Ember, a think tank, released its European Electricity Review report for the first six months of 2021. The report presents the latest data on Europe’s electricity generation in the first six months of 2021.
EU-27 Key Findings
- Fossil fuels fail to recover as renewables grow. Electricity demand was back to pre-pandemic levels, but fossil fuels are not. Emissions were 12% lower.
- Coal’s structural decline continues. Coal generation was 16% lower (-36 TWh) in first half (H1)-2021 than in H1-2019.
- Clean power growth resilient but insufficient. Two-thirds of EU power was clean in H1-2021, but year-on-year progress must double to meet EU climate targets.
- Fossil power costs skyrocket. It is now twice as expensive to generate electricity from existing fossil gas and hard coal power plants than new wind and solar.
Following that report, Ember released news that Estonia, Germany, Hungary, Lithuania, Netherlands, Poland, Portugal, and Spain all set a new solar record share during the summer peak this year.
Seven EU countries generated over a tenth of their electricity from solar panels in June and July 2021, with the Netherlands (17%), Germany (17%), Spain (16%), Greece (13%), and Italy (13%) leading the way.
Hungary has quadrupled its solar share since June/July 2018, while the Netherlands and Spain have doubled. Estonia and Poland have gone from near-zero solar in 2018 to 10% and 5%, respectively, in June/July 2021.
Despite recent gains, the EU’s electricity generation from solar panels still remains less than coal power plants, which generated 14% of EU electricity in June/July 2021 (58 TWh). The EU-27 has added 14 TWh of solar generation every year on average in the last two years. However, according to the European Commission, annual growth in the next decade must double to 30 TWh in order to meet the EU’s new 2030 climate targets.

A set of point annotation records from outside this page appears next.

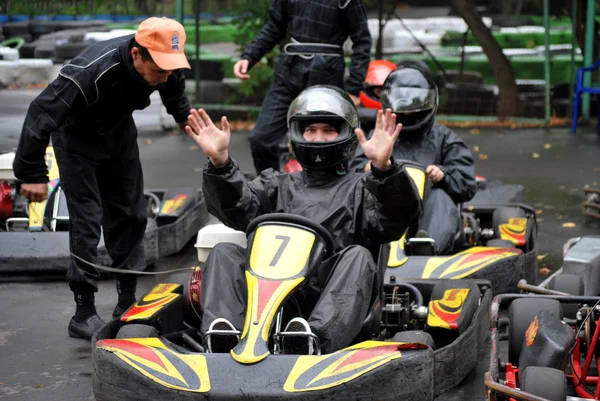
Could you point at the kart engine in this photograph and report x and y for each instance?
(403, 308)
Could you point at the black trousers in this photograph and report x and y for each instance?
(440, 219)
(338, 297)
(105, 196)
(292, 75)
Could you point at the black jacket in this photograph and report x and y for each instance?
(441, 147)
(366, 209)
(317, 21)
(89, 108)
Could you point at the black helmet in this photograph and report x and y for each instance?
(412, 94)
(323, 104)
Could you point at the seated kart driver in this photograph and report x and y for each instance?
(411, 93)
(361, 210)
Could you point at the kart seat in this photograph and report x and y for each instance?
(372, 322)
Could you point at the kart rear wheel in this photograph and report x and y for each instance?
(544, 382)
(570, 284)
(137, 331)
(520, 315)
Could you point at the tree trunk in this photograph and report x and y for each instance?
(501, 67)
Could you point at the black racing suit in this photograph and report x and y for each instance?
(439, 146)
(87, 111)
(305, 21)
(360, 210)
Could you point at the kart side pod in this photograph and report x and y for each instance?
(547, 342)
(282, 256)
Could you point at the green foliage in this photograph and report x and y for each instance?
(250, 17)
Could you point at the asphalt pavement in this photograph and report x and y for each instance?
(39, 362)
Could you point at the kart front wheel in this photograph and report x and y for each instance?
(520, 315)
(544, 382)
(137, 331)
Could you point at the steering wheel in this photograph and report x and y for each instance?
(295, 219)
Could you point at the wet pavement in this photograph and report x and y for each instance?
(39, 360)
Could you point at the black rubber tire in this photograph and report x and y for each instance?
(520, 315)
(544, 382)
(570, 284)
(502, 215)
(500, 243)
(137, 331)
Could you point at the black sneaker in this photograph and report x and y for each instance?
(301, 343)
(221, 336)
(85, 329)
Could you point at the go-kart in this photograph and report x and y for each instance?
(35, 236)
(552, 332)
(420, 337)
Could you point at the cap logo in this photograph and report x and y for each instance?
(175, 42)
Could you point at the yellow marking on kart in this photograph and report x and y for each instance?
(444, 313)
(419, 177)
(172, 205)
(531, 332)
(280, 252)
(344, 366)
(152, 358)
(466, 263)
(37, 209)
(514, 230)
(160, 296)
(397, 257)
(253, 346)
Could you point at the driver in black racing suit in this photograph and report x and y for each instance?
(412, 94)
(361, 211)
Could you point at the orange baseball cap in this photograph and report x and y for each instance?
(165, 39)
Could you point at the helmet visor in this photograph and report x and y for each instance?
(402, 100)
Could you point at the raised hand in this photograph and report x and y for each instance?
(213, 141)
(379, 148)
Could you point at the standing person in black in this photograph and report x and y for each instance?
(317, 29)
(87, 111)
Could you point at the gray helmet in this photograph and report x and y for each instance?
(412, 94)
(323, 104)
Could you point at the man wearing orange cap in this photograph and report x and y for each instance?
(87, 111)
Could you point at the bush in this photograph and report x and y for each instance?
(250, 17)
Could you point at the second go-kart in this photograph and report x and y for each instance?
(421, 337)
(35, 236)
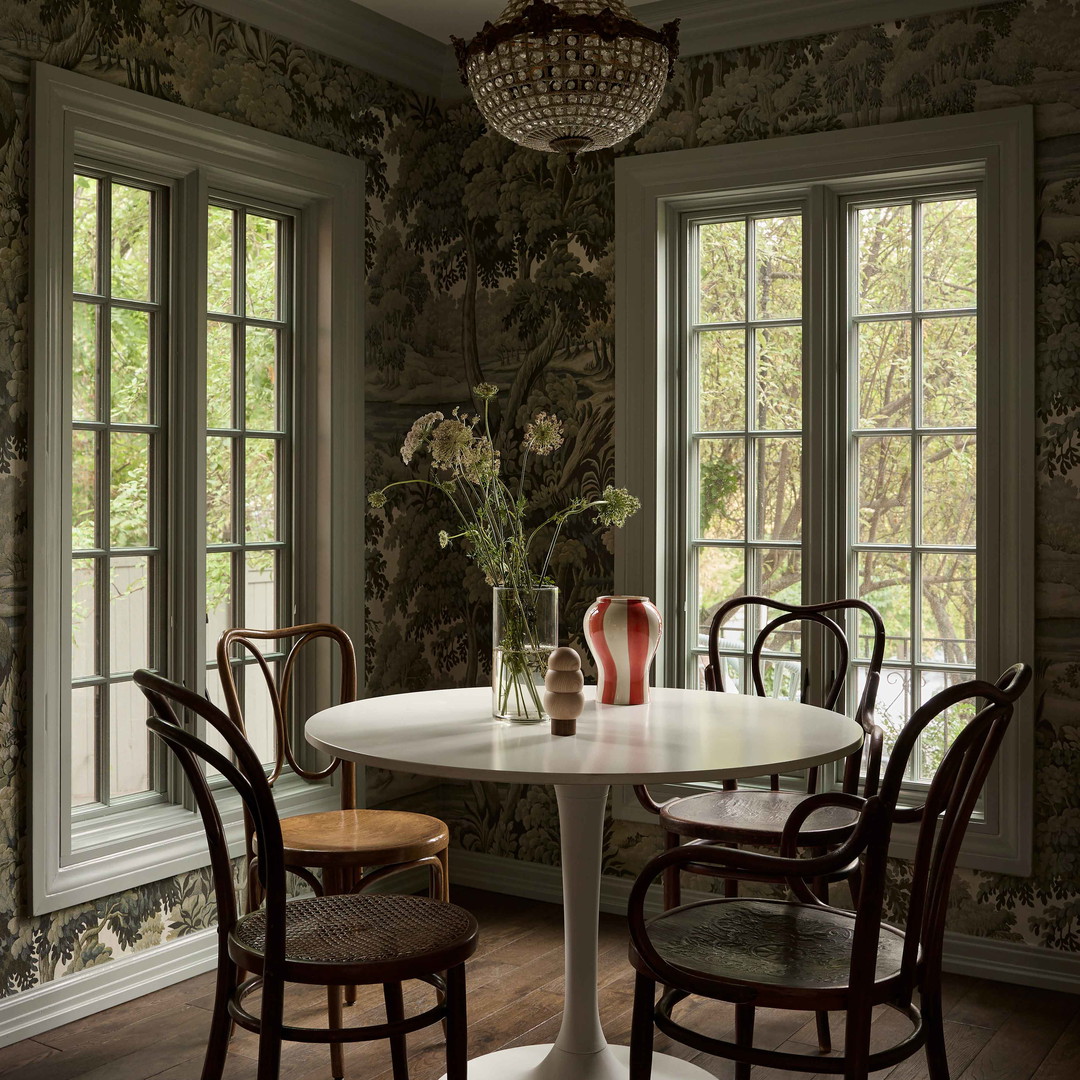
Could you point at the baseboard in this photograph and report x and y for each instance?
(71, 997)
(982, 957)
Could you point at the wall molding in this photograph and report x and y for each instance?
(71, 997)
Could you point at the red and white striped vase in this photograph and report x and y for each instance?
(623, 633)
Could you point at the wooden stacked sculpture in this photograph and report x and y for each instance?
(564, 699)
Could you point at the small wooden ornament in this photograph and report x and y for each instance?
(564, 699)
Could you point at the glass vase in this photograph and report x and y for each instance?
(524, 631)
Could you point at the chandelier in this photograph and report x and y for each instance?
(569, 77)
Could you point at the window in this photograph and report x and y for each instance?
(194, 331)
(840, 318)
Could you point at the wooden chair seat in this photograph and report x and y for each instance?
(772, 945)
(368, 939)
(755, 818)
(362, 837)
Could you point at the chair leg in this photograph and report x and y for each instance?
(673, 891)
(271, 1015)
(744, 1037)
(220, 1025)
(936, 1058)
(457, 1025)
(640, 1026)
(395, 1013)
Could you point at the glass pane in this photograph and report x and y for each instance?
(885, 258)
(885, 375)
(779, 488)
(130, 489)
(219, 490)
(84, 253)
(779, 572)
(129, 613)
(83, 618)
(129, 741)
(258, 713)
(885, 489)
(948, 608)
(131, 366)
(779, 383)
(261, 278)
(778, 252)
(949, 372)
(939, 734)
(721, 489)
(893, 701)
(220, 224)
(721, 380)
(720, 576)
(219, 338)
(219, 599)
(83, 489)
(721, 268)
(131, 227)
(260, 596)
(260, 490)
(948, 489)
(260, 373)
(83, 361)
(885, 580)
(949, 253)
(84, 746)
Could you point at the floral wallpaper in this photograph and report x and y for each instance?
(487, 261)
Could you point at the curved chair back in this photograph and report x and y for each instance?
(794, 617)
(280, 691)
(246, 774)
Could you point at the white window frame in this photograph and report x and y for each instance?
(652, 192)
(200, 154)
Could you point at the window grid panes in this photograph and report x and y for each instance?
(913, 337)
(118, 318)
(248, 333)
(744, 413)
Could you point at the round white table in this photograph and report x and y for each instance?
(679, 736)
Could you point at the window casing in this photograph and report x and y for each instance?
(296, 364)
(827, 180)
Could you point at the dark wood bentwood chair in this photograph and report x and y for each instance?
(805, 955)
(734, 815)
(328, 940)
(351, 848)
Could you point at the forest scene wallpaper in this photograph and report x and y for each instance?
(488, 262)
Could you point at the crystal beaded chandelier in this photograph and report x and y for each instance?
(569, 77)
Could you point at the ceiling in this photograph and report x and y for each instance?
(439, 18)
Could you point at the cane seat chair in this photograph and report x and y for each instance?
(739, 817)
(801, 954)
(321, 940)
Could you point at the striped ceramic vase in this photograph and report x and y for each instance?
(623, 633)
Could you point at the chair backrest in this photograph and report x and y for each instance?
(246, 775)
(942, 818)
(280, 696)
(791, 618)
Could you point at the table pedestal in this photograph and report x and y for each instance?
(580, 1051)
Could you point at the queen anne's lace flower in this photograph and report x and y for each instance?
(544, 434)
(419, 434)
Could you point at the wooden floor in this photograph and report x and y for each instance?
(995, 1031)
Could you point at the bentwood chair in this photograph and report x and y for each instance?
(327, 940)
(805, 955)
(350, 847)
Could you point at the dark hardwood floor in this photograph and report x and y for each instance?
(995, 1031)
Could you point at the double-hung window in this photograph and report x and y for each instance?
(837, 372)
(196, 352)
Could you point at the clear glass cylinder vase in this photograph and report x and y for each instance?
(524, 631)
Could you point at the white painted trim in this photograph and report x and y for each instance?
(980, 957)
(71, 997)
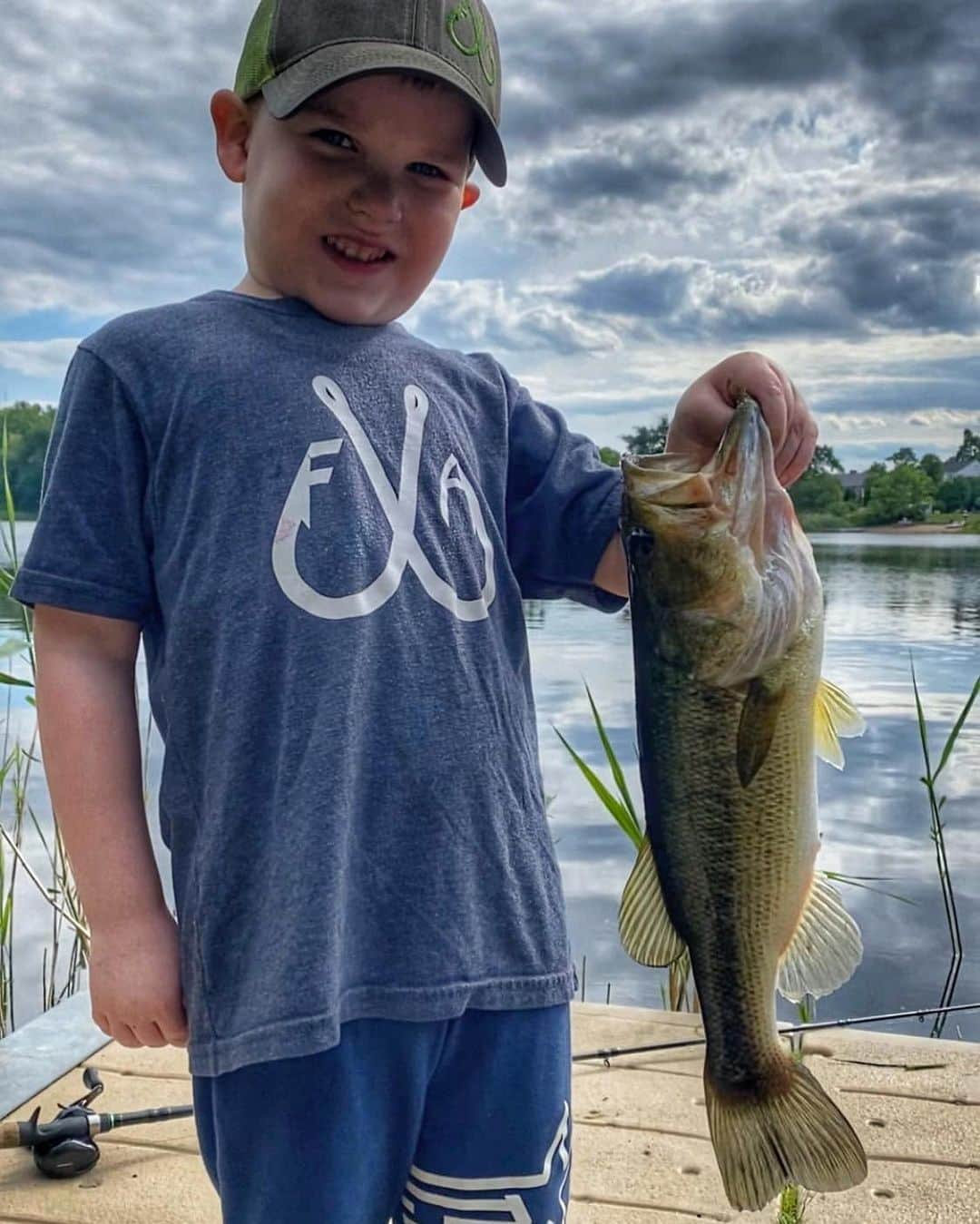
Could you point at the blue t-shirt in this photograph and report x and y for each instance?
(324, 533)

The solar market is poised to support the growth required. It is now half the price to generate electricity from new solar panels than existing fossil plants across major markets including Germany, the UK, Italy, France, and Spain. The global average Levelized Cost of Electricity (LCOEs) for utility-scale solar photovoltaic has collapsed from US$381/MWh in 2010 to US$57/MWh in 2020.
“Europe has had a record-breaking summer for solar power, but it is yet to harness its full potential,” said Charles Moore, Europe lead at Ember. “The cost of solar power has tumbled in the last decade and we are seeing the first signs of Europe’s solar revolution in countries like Spain, the Netherlands, Hungary, and even coal-heavy Poland. However, there is a long way to go before solar provides more power than fossil fuels, even in the height of Europe’s summer sun. Weather extremes across Europe this summer have given governments an urgent wake-up call and now they must turn climate targets into climate action by stepping up solar deployment.”